99 In any event, I think, there is a very substantial separation between the characterisation of conduct as “unreasonable”, in the context of considering an application for indemnity costs, and the characterisation of conduct as oppressive, for the process of considering whether to make a non-party costs order by reason of abuse of process.
Conclusion and orders
100 Because the applicants have failed to demonstrate that any relevant abuse of process has in fact occurred (because they have failed to demonstrate that in fact the Court’s processes have been subverted or corrupted), it follows that their applications should be dismissed. It is therefore unnecessary to consider the other grounds argued, including the discretionary factors upon which reliance was placed one way or the other. The parties’ written submissions will be kept with the papers; their oral submissions have been recorded.
101 I make the following orders:
(1) I order that the first defendant’s amended notice of motion filed in Court on 24 July 2006 be dismissed.
(2) I order that the second defendant’s amended notice of motion filed in Court on 24 July 2006 be dismissed.

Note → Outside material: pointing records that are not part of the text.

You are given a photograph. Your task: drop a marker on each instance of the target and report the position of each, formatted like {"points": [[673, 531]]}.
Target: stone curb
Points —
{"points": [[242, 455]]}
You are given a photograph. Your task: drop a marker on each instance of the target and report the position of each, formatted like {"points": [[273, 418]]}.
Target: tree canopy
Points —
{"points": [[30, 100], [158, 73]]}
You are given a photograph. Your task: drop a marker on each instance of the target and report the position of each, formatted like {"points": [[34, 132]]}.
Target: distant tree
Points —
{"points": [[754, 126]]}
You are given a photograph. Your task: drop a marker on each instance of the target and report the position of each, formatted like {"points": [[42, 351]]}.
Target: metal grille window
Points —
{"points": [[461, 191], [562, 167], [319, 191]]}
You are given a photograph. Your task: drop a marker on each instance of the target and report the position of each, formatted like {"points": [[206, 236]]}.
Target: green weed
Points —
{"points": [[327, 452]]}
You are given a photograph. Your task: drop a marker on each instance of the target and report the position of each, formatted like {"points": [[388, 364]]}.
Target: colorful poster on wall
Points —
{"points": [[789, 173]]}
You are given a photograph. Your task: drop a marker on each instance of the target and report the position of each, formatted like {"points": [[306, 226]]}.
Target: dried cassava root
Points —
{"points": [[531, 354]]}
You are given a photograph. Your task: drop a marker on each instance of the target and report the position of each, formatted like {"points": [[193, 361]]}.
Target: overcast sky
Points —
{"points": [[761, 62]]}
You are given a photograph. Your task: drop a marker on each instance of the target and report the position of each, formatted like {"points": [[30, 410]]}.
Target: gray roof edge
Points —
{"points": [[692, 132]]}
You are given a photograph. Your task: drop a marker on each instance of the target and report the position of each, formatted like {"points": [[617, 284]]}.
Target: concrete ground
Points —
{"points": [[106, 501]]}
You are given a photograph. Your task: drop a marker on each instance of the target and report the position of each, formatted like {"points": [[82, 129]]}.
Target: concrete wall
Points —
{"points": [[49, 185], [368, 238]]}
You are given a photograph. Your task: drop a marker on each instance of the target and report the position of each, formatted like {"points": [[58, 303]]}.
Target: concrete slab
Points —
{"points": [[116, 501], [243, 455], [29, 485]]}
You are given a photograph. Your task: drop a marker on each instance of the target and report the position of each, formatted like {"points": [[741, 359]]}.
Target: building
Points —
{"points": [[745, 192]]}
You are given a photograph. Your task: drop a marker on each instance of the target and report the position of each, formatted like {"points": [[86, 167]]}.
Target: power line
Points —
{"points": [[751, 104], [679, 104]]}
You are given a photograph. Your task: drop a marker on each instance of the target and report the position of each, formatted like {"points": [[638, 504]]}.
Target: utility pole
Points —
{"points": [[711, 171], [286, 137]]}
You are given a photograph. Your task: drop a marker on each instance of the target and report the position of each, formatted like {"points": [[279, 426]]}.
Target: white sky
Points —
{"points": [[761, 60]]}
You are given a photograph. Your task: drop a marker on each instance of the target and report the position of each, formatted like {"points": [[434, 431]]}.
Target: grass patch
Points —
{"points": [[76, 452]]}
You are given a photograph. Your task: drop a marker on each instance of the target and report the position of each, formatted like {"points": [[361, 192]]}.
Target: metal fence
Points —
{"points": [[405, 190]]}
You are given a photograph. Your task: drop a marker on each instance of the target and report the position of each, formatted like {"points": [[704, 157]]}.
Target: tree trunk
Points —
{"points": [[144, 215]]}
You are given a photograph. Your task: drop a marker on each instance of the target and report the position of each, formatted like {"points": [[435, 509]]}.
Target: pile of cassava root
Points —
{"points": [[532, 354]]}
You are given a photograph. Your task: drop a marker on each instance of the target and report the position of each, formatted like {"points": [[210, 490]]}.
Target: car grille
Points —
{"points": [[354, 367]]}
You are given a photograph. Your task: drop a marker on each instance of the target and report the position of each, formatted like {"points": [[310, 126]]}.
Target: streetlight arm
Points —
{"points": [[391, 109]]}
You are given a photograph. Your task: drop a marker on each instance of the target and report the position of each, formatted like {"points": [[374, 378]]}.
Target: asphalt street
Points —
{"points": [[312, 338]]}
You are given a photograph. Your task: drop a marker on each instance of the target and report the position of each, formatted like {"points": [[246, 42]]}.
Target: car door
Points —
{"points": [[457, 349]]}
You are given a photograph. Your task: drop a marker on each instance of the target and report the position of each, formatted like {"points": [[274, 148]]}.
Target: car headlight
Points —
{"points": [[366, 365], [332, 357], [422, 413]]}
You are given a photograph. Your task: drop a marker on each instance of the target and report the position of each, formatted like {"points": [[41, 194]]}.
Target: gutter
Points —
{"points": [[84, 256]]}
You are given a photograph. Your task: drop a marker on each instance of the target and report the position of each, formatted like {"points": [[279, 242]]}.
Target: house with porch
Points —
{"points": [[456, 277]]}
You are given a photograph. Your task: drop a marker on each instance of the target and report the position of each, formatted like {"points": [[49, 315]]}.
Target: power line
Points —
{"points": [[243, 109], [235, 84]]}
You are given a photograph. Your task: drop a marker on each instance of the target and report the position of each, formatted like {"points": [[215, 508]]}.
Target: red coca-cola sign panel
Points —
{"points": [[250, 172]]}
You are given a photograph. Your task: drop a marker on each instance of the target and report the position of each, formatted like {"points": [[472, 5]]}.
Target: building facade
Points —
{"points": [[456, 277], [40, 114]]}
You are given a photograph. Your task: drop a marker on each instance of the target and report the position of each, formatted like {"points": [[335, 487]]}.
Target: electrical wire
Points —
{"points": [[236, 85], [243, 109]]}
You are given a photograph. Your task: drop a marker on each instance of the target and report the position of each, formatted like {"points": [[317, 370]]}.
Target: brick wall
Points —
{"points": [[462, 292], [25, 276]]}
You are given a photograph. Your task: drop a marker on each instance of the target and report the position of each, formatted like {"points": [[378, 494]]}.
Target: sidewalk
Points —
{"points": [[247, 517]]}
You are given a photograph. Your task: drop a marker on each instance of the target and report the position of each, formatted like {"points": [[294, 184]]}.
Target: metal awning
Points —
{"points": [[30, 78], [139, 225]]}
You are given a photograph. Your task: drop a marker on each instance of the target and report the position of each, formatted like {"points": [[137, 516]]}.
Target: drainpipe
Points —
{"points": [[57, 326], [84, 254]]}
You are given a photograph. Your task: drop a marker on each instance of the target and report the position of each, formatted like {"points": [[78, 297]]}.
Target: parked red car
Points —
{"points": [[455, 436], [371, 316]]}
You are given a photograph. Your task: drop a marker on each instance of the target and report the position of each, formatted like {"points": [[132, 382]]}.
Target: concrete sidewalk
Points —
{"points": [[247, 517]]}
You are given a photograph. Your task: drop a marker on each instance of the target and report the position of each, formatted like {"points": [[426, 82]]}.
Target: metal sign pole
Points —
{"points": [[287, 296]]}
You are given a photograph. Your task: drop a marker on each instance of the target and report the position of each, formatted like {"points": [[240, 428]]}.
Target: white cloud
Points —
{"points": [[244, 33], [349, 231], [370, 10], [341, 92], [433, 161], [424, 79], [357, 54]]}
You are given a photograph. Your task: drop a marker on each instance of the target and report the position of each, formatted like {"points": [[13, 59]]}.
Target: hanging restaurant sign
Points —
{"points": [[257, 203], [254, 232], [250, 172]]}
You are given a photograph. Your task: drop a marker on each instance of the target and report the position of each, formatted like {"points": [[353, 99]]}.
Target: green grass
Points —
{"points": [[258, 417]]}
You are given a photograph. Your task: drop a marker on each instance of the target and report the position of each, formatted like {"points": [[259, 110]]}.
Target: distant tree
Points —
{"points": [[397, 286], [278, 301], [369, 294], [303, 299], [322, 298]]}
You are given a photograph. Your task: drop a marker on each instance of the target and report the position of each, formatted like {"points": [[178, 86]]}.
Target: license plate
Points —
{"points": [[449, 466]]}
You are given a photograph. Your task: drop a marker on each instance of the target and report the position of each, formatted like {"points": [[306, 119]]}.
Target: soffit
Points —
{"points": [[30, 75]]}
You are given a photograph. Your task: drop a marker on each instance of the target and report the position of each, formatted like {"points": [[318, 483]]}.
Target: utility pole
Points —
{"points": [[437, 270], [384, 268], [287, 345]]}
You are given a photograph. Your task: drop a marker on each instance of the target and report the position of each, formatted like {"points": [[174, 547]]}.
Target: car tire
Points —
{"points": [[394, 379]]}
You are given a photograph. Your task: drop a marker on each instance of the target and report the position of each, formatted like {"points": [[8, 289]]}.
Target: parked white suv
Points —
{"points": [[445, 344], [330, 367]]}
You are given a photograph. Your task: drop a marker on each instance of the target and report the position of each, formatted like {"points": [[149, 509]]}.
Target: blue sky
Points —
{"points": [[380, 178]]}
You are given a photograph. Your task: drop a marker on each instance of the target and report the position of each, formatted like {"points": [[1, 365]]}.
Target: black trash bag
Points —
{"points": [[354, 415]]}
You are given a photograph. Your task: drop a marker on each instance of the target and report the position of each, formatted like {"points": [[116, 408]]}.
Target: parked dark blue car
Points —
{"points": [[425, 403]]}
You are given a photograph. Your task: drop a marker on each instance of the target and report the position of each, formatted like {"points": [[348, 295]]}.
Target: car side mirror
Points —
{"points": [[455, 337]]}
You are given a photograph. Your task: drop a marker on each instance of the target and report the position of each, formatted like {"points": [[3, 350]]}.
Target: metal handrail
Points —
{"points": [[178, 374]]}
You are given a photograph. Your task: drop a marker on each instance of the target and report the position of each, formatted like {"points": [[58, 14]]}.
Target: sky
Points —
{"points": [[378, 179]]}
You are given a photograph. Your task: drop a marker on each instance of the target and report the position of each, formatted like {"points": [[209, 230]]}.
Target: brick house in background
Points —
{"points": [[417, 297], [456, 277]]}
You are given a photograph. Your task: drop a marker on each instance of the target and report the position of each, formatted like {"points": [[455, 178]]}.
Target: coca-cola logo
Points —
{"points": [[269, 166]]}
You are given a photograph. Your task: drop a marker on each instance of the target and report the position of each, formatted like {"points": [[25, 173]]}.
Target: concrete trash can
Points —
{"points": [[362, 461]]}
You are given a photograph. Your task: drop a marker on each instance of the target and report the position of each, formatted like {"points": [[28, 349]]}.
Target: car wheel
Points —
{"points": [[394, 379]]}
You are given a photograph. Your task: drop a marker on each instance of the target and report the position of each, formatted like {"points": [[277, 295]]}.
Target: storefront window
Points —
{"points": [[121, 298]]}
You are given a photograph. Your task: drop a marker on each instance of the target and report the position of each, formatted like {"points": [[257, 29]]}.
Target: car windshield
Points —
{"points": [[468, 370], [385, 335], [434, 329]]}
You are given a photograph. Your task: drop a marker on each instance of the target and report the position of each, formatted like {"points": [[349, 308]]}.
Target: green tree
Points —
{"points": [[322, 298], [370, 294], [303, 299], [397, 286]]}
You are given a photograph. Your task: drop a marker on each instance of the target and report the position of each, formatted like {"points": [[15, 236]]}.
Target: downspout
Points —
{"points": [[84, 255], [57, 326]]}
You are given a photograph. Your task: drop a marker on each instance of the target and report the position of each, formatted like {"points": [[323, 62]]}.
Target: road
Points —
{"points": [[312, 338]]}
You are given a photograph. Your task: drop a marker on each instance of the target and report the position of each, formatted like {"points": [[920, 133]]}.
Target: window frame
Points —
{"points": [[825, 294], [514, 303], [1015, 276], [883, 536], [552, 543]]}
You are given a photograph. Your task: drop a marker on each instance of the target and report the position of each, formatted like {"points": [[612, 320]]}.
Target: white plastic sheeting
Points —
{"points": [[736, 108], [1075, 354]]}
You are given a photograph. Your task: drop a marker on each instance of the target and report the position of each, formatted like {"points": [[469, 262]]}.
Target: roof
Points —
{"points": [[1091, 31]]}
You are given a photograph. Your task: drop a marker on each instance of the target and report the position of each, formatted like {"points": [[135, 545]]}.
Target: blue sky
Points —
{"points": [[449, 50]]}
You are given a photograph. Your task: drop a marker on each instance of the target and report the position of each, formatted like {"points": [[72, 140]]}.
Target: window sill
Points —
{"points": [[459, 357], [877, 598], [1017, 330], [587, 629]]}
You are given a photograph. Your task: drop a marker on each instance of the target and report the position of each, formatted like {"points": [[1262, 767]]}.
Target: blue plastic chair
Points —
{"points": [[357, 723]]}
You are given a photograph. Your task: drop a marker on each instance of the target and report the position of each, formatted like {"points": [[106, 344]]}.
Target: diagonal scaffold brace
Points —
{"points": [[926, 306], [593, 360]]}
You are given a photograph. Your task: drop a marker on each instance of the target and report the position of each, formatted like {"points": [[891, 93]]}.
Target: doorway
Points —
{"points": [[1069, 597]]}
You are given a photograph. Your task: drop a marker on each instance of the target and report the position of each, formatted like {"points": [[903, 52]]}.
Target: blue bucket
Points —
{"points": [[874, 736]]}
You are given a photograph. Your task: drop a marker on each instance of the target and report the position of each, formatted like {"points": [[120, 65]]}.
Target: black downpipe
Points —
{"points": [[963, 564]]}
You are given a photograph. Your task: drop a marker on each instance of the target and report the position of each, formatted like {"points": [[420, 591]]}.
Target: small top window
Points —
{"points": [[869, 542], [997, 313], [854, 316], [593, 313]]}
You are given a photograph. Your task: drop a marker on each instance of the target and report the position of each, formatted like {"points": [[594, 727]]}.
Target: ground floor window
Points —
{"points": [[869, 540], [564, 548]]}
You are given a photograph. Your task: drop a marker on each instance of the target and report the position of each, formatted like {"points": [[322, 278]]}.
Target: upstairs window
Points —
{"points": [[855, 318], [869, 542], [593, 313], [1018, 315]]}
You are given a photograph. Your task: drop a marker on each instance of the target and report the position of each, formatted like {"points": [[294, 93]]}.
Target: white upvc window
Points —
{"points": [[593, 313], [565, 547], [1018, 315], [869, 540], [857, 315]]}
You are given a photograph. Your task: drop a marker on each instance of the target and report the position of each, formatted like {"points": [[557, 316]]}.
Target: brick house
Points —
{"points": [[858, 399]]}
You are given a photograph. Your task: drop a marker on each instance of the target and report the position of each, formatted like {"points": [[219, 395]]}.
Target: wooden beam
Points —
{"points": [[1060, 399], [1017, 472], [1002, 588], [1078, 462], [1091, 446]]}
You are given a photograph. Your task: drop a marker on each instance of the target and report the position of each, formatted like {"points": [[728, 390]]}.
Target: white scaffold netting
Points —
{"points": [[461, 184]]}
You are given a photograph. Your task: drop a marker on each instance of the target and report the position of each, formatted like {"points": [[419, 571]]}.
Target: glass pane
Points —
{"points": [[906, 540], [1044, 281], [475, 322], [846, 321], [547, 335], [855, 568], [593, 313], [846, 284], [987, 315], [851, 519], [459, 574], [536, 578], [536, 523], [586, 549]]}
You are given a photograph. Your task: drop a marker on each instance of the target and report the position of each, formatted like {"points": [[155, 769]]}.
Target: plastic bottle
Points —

(3) I order that the third defendant’s amended notice of motion filed in Court on 24 July 2006 be dismissed.
(4) Subject to order (5), I order each applicant to pay the respondents’ costs of its notice of motion.
(5) I grant leave to any party (including any respondent to any notice of motion) to move to discharge or vary order (4).
(7) I order that the exhibits on the applications be retained for 28 days and thereafter retained or disposed of in accordance with the Rules.(6) I direct that any application to discharge or vary order (4) be made by notice of motion filed and served within 21 days of today’s date.